Web archives of blog pages noisy

Hi,

when I do research on a topic I typically surf the web and take lots of web archives. Many of the pages I archive are blog pages, where there is lots of “noise” (advertisment, history, …) around the main article, I am interested in.

Because of the noise I get pretty low quality on the “categorize” and “see also”-functions.

Is there any best practice how you should handle this? How do you guys handle this?

Helge

You could either edit the web archives and delete all unnecessary parts (DEVONthink Pro only) but personally I prefer to take rich notes of the interesting parts.

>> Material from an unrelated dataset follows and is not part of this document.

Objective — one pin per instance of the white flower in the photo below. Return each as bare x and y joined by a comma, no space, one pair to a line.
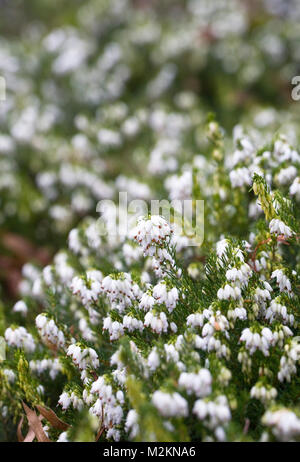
279,228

I will try with taking rich notes then. Hmm, but I guess you can’t refer to the original web page later cause you miss the URL. But nevertheless - I try.

Helge

If you use drag-n-drop or the Services menu for DT it will try to capture the URL as well. Ditto for the scripts in the Script menu (on the right hand-side of the menu bar if you’ve enabled this).

I do the vast majority of captures from the Web as rich text, which includes selected text, tables and images.

When doing this from Safari or other Cocoa Web browser using the shortcut Command-) --Shift-Command-0 – the URL is automatically included in the new document’s Info panel.

Rich text capture of selected material is also available via a contextual menu option in DEVONagent and in the built-in DEVONthink browser.

But you cannot capture rich text if Firefox is the browser.

Tip: To select a long article, place the cursor at the bottom of the material, press the Shift key and “swoop” the cursor upwards.

Ahh! Great. I used Firefox as my primary browser so far but this is a good reason to change back to Safari.

Thanks!

I may be taking this to an extreme, but here is how I handle this:

  1. I use Aardvark [karmatics.com/aardvark/] to cut away all the parts of the page that I don’t want.
  2. I then use the make.text bookmarklet [homepage.mac.com/tjim/] to convert the html into markdown [daringfireball.net/projects/markdown/]

I then import the notes as plain text. You don’t get the URL passed to the URL field this way, however the URL of the page is preserved in the markdown. This prevents Devonthink from updating with the noisier version. Naturally, you lose all images this way but I don’t work with images so it doesn’t really affect me.